Now this is a topic everyone will have their own opinions on and i have been thinking about it for the better part of the last decade. One of my best friends from Uni, Orpheas, and i would discuss the most random topics during lunch hour and this is one that we spent years maturing about. We eventually reached an analytical conclusion to this everarching question on a rainy night along with his brother as we slept on the floor of a flat we were remodelling in Denia.
First. I would like to put out there that life is finite. Even for those that try to maximise longevity. In all of us there is a limited temporal axis across X.
Second. For me, to be alive means you are creating friction across a medium. Just as a particle moves through a space and the deposited energy is then recorded. This is what we would commonly refer to as experiences. Hence we can put these on a Y axis.

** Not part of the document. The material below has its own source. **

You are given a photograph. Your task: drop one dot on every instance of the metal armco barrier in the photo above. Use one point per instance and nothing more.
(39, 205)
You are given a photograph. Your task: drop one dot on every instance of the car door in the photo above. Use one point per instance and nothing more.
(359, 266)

Graph 1 — temporal vs experience axis, defining what it means to be alive as described by Function 1.
So to live, one could analytically describe life as the volume resulting from moving through life recording absolute peaks of experiences (good or bad / positive or negative events).
And these events can be as simple as finding someone you love or as random as visiting the Antarctica. Every event can carry a meaning.
This is a description that brings me peace.
Now, this also raises some questions as I was discussing in the shore of a beach in Maui with my good friend Daniel Dippold. His question was whether a prospective founder should drop out of school to build their startup and we spent quite some time philosophying around this topic.
My point to him then was, what happens when we live too fast?
Logically, if we analyse our graph, the X axis is defined by time and that is the one thing we can never get back. It is a one way street. When someone drops out of high school or even too early in their university/work experience life, they are bringing peaks of experiences into their Y axis that they could very easily live later in time. Yet that comes at the cost of potentially giving up on other experiences that often can only be experienced in those late teens early twenties of our life.
As experience has shown us, those years is when one is "technically" the most free. One is studying and they have no responsibilities. No family to provide for, no boss telling you what to do apart from your professors asking for some homework every now and then, and no need to worry about taxes even. You have the freedom to make mistakes, to skip class without consequences, to play sports, and join clubs to learn new skills and languages. You have the chance to get drunk for the first time with your friends and laugh about that for the rest of your life.
On the other hand though, someone that forfeits these years to get a head start and build their first startup is potentially giving up on one of the best maturing experiences of life. Not because you cannot experience these later in life (I mean, getting drunk in your thirties/forties does not feel as nice or look as good as doing it when you are younger) but because you have taken extra obligations in your shoulders that you cannot ignore. You have investors to respond to, teammates to manage, a product to sell... And yet, most studies have shown that the chances of your first startup becoming the one Unicorn you build in your career are close to none. That is a lot to ask from someone that, we could assume, is still processing the first 20% of their life.
So, would it make sense to drop out to start your own company early? I know Paul Graham said in a lecture at Stanford in the early 2010s that you should not rush to start your own company. Quoting the example of Mark Zuckerberg as a successful young billionaire who gave up on the opportunity of being anonymous and exploring life without being stopped every few minutes by someone asking for a selfie (or autograph as Paul said).
I guess that question is up to you to answer.
But even though that X axis might seem frightening to some, the idea of mortality is not happily embraced, it is still a pretty long temporal line. There is plenty of time for everything we want in life.
There is no need to rush. Everything happens when it has to happen.
So if i can share one piece of advice. That is: Live.